Dixon, of Norton Shores, announced her candidacy Thursday on Twitter, linking to a Fox News article also announcing her run for governor.
Dixon hosts a daily show called "America's Voice Live" on the online media platform Real America's Voice. She formerly worked in sales for the steel industry and is the mother of four children.
"I am excited to announce that I am running for governor to get Michigan back on track," Dixon said on Twitter. "We will restore our state and help Michiganders build their American Dream once again!"
Dixon has been a vocal critic of Whitmer's pandemic restrictions and, on Thursday, called for an end to the state's remaining restrictions and the governor's "failed leadership."
"...We must hold our governor and government accountable for overstepping their boundaries, attacking our workers and businesses, erasing our rights as free people, and for creating rules they won't live by themselves," Dixon said in a statement announcing her candidacy.
"We can't afford to keep wasting time with the constant hypocrisy and finger-pointing of career politicians like Gretchen Whitmer," she said.
Dixon told WILS's Dave Akerly Thursday that she had a campaign team made up of individuals in Michigan and Florida.
When asked about former President Donald Trump's role in the 2022 elections, Dixon said he still had power among Republicans. Dixon indicated on Twitter that she met Trump earlier this month.
"He’s a very key component and he has a lot of influence over what happens," Dixon said. "He will for quite a long time. He’s going to be an interesting factor and we’re going to watch how he impacts all of these races across the country.
"If there are people out there saying that Donald Trump is not going to be important in 2022, they’re going to be sorely mistaken," Dixon said.
Whitmer held a press conference in Midland Thursday and announced accelerated plans to lift COVID-19 restrictions, detailing her intention to end statewide mandates on July 1 and, for the most part, bring life "back to normal."
The Michigan Democratic Party on Thursday criticized Dixon for her support of a West Michigan restaurant owner who was arrested in March after she failed to comply with public health orders. Dixon spoke at a rally March 20 in support of Marlena Pavlos-Hackney, owner of Marlena's Bistro and Pizzeria in Holland.
The party said Dixon's candidacy is proof of Republicans' "recruitment car crash."
"We’re confident that this shallow field of extremists is a direct result of the strong, steady leadership that continues to define Gov.

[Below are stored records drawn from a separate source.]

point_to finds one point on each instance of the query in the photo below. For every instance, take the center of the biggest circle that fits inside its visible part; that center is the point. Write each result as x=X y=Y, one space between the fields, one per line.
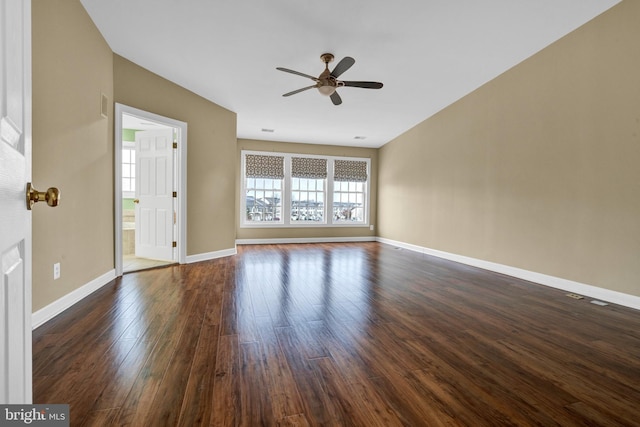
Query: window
x=295 y=190
x=348 y=201
x=263 y=189
x=308 y=176
x=307 y=200
x=349 y=178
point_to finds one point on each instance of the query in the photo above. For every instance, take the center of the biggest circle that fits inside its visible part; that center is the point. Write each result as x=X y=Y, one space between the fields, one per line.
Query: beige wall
x=538 y=169
x=72 y=149
x=211 y=148
x=309 y=232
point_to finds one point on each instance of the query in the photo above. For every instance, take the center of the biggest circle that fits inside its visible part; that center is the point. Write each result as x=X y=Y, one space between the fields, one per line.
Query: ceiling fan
x=327 y=82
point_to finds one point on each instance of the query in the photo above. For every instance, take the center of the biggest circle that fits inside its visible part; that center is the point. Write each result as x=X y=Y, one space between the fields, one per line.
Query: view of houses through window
x=285 y=189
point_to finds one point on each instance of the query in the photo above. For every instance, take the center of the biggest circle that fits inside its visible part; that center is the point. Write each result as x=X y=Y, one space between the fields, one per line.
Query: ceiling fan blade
x=343 y=66
x=293 y=92
x=335 y=98
x=286 y=70
x=366 y=85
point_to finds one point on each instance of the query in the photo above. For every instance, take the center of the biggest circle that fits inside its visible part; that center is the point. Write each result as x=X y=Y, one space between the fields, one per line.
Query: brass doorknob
x=51 y=196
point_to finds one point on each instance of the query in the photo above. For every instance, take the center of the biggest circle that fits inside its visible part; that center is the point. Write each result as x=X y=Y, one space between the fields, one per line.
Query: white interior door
x=154 y=194
x=15 y=219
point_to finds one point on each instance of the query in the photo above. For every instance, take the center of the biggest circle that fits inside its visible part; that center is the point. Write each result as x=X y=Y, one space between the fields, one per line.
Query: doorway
x=150 y=190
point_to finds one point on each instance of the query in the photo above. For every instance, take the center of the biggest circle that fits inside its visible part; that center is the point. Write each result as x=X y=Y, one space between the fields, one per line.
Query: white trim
x=181 y=174
x=58 y=306
x=286 y=240
x=211 y=255
x=615 y=297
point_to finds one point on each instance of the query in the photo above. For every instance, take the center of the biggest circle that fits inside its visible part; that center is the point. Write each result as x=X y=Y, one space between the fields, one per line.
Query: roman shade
x=350 y=170
x=306 y=167
x=260 y=166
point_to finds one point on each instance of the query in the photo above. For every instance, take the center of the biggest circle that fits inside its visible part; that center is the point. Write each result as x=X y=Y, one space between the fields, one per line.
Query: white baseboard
x=52 y=310
x=210 y=255
x=615 y=297
x=281 y=241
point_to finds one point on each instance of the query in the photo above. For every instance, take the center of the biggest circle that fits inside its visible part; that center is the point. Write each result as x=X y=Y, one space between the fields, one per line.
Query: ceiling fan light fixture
x=327 y=90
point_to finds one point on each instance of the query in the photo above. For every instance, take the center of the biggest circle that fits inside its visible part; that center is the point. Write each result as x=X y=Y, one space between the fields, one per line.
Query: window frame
x=286 y=222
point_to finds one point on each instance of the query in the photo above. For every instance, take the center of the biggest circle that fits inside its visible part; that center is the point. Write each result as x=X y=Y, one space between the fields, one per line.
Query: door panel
x=154 y=190
x=15 y=219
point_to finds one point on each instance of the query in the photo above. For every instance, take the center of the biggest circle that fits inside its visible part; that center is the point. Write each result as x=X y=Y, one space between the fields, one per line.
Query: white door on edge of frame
x=154 y=194
x=15 y=222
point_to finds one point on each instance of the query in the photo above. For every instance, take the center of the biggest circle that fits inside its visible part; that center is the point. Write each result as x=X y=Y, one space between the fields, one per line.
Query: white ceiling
x=428 y=54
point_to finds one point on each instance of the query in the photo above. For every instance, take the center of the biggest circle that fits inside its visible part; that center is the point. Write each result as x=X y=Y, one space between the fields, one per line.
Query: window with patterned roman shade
x=350 y=170
x=260 y=166
x=306 y=167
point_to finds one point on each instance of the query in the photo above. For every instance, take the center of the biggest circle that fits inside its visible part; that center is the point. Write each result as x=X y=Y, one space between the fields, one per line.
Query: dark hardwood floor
x=338 y=334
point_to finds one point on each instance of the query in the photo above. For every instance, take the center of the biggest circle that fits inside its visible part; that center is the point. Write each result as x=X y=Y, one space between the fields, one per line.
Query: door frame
x=180 y=173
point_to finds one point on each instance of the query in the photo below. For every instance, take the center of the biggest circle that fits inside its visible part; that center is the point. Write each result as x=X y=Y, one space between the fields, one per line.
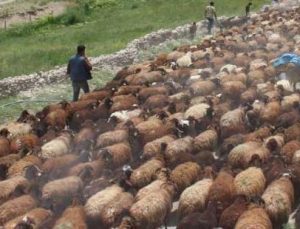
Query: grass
x=104 y=26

Whitmer’s first term," said Rodericka Applewhaite, a spokeswoman for the Michigan Democratic Party. "As we exit this pandemic, Michiganders will recall her record of saving lives, helping our economy recover, making the largest investment in K-12 education in state history — without raising taxes — and creating 11,000 new auto jobs.”
Dixon's team said it expected "finger pointing," "name calling" and deflection from "liberal insiders and a career politician."

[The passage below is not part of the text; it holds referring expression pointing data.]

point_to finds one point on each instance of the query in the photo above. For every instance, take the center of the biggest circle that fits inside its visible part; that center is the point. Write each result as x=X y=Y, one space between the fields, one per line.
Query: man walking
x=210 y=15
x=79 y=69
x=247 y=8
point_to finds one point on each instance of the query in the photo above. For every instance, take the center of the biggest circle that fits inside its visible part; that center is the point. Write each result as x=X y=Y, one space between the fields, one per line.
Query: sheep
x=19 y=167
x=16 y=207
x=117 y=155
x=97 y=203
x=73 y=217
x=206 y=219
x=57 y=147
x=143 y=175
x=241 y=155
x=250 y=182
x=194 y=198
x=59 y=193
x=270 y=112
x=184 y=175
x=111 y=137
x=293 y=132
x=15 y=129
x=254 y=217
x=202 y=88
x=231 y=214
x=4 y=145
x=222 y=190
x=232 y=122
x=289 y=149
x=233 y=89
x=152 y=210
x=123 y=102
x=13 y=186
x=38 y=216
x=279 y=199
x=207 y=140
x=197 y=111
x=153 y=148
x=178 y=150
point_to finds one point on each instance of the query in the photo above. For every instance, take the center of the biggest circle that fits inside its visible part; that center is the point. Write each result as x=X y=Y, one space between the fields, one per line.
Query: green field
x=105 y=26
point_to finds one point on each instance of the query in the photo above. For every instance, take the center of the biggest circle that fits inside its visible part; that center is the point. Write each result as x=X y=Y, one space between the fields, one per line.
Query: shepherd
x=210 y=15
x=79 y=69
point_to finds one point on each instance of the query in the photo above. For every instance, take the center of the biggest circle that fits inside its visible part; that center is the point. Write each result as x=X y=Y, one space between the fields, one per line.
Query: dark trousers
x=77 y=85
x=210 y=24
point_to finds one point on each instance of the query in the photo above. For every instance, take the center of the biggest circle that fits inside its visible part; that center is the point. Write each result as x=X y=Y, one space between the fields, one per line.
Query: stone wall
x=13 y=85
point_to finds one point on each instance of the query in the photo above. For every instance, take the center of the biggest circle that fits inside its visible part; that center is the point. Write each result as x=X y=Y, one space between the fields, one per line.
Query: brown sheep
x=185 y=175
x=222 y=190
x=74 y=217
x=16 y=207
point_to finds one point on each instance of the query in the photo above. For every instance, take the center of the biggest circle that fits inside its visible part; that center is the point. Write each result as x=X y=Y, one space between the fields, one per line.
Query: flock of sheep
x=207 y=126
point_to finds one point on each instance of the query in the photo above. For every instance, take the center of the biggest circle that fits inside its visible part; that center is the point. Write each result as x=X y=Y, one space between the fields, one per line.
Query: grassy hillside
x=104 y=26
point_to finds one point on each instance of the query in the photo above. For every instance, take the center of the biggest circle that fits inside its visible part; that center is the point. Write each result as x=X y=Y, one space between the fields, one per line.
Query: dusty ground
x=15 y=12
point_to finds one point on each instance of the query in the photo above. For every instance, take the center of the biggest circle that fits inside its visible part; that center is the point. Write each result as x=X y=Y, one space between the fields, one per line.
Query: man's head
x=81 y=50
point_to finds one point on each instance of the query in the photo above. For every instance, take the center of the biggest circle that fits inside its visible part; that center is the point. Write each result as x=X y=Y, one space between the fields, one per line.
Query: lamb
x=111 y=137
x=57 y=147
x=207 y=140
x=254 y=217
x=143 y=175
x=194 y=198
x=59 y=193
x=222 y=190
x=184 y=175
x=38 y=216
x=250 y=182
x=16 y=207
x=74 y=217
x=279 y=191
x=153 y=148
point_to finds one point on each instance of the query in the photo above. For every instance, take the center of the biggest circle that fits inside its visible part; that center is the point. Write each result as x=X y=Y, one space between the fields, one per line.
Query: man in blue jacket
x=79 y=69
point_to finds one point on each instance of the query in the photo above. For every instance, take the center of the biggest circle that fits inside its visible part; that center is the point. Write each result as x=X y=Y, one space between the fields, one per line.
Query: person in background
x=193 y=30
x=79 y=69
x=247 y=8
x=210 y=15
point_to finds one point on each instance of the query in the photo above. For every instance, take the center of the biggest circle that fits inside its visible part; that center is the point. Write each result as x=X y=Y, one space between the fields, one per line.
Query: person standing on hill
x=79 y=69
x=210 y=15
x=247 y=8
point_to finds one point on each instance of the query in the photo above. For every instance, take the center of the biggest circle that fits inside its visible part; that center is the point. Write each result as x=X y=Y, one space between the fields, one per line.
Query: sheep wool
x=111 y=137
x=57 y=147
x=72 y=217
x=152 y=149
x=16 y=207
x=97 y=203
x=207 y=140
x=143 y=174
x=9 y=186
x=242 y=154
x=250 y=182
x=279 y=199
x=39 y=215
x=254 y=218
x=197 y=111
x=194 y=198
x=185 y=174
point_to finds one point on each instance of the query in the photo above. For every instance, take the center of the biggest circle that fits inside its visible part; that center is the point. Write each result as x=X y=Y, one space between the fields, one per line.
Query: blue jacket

"The Michigan Democrat Party can project all they want, but this campaign is going to focus on common sense solutions and accountability, two things that have been missing in Lansing," said Taylor Budowich, a campaign senior adviser.
Dixon is running in the Republican gubernatorial primary where she is expected to face retiring Detroit Police Chief James Craig, who has yet to announce formally his candidacy. Other Republican candidates who have formed campaign committees to run for governor are chiropractor Garrett Soldano of Mattawan, Austin Chenge of Grand Rapids, Ryan Kelley of Allendale and Bob Scott of Howell.

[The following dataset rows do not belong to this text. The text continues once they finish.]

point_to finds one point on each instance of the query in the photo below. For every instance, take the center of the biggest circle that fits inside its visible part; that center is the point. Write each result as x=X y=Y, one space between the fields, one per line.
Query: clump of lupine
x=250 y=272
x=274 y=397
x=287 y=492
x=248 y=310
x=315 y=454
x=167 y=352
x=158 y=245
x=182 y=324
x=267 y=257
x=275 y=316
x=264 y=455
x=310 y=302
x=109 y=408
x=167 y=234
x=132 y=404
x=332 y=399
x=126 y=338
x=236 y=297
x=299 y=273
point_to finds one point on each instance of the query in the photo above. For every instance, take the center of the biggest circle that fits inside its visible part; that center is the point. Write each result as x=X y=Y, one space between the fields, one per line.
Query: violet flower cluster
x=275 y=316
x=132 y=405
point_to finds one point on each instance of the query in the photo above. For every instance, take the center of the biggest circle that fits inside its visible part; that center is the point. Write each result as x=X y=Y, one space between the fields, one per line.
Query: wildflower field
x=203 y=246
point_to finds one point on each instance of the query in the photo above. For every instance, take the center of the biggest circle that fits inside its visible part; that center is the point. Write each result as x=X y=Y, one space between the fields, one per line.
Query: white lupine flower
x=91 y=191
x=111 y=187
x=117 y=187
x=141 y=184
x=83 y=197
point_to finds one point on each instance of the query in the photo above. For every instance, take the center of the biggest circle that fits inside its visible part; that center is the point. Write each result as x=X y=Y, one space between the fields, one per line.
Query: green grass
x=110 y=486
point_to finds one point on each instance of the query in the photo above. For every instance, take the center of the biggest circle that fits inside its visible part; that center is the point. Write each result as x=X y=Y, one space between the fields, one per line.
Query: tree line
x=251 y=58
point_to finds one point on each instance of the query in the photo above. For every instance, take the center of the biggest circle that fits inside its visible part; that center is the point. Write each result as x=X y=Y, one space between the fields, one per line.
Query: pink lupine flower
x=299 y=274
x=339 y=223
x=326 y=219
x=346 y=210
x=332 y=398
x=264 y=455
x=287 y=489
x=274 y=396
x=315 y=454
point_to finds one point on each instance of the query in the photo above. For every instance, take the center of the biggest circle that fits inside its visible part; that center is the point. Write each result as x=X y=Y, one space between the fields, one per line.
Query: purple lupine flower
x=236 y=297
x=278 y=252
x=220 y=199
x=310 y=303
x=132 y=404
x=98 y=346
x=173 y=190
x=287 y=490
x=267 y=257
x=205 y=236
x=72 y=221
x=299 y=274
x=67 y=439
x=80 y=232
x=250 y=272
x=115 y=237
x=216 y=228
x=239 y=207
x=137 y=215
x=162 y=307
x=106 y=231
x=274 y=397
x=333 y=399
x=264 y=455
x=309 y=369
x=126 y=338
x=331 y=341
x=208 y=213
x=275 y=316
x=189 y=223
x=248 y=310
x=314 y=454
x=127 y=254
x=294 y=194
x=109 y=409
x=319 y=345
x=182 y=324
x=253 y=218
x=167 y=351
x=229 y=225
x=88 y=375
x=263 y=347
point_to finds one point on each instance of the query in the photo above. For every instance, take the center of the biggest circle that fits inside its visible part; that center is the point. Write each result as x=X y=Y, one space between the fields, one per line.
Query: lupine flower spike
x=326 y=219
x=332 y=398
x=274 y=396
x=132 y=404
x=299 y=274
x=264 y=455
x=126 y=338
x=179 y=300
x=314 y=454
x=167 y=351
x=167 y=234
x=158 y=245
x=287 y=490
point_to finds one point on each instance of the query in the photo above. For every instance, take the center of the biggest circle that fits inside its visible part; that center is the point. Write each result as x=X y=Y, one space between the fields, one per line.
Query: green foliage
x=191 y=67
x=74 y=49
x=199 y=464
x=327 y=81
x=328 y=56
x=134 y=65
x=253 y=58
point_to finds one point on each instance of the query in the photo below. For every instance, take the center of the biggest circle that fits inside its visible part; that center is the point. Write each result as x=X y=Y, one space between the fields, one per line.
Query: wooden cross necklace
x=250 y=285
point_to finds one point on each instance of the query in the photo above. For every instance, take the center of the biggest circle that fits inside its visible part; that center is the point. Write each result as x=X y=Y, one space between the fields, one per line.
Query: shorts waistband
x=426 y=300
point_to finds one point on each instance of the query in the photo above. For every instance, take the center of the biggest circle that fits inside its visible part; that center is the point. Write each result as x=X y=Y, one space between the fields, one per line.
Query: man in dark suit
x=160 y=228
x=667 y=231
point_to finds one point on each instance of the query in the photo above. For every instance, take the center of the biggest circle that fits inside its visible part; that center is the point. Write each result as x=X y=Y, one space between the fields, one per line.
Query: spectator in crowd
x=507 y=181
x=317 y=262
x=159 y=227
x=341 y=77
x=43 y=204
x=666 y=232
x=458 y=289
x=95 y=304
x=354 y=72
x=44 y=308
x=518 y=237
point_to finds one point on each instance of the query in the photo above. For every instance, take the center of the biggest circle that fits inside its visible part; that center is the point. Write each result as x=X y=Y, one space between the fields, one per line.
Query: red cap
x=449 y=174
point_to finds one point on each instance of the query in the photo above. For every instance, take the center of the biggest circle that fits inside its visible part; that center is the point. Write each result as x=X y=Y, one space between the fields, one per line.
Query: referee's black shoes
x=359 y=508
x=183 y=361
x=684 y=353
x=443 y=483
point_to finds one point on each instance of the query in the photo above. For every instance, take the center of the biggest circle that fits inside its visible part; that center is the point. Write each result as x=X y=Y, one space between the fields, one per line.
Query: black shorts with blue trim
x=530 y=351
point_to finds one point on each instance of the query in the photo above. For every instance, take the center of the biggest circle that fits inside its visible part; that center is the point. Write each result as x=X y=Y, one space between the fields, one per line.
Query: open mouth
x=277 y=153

Other names that have been floated for the Republican gubernatorial ticket are Farmington Hills businessman John James, who has run competitive campaigns for the U.S. Senate in 2018 and 2020, and Kevin Rinke, whose family ran auto dealerships in Metro Detroit.
Dixon's conservative co-host Steve Gruber backed her candidacy Thursday, calling Dixon one of the "most honest and honorable I have ever met."
"Tudor's work ethic is second to none and her motivation to be Governor of Michigan is pure. She simply believes she can do better — for all of us," Gruber said on Twitter. "I wish her the very best!"
A request for comment to Whitmer's spokesman was not immediately returned.
Staff Writer Craig Mauger contributed.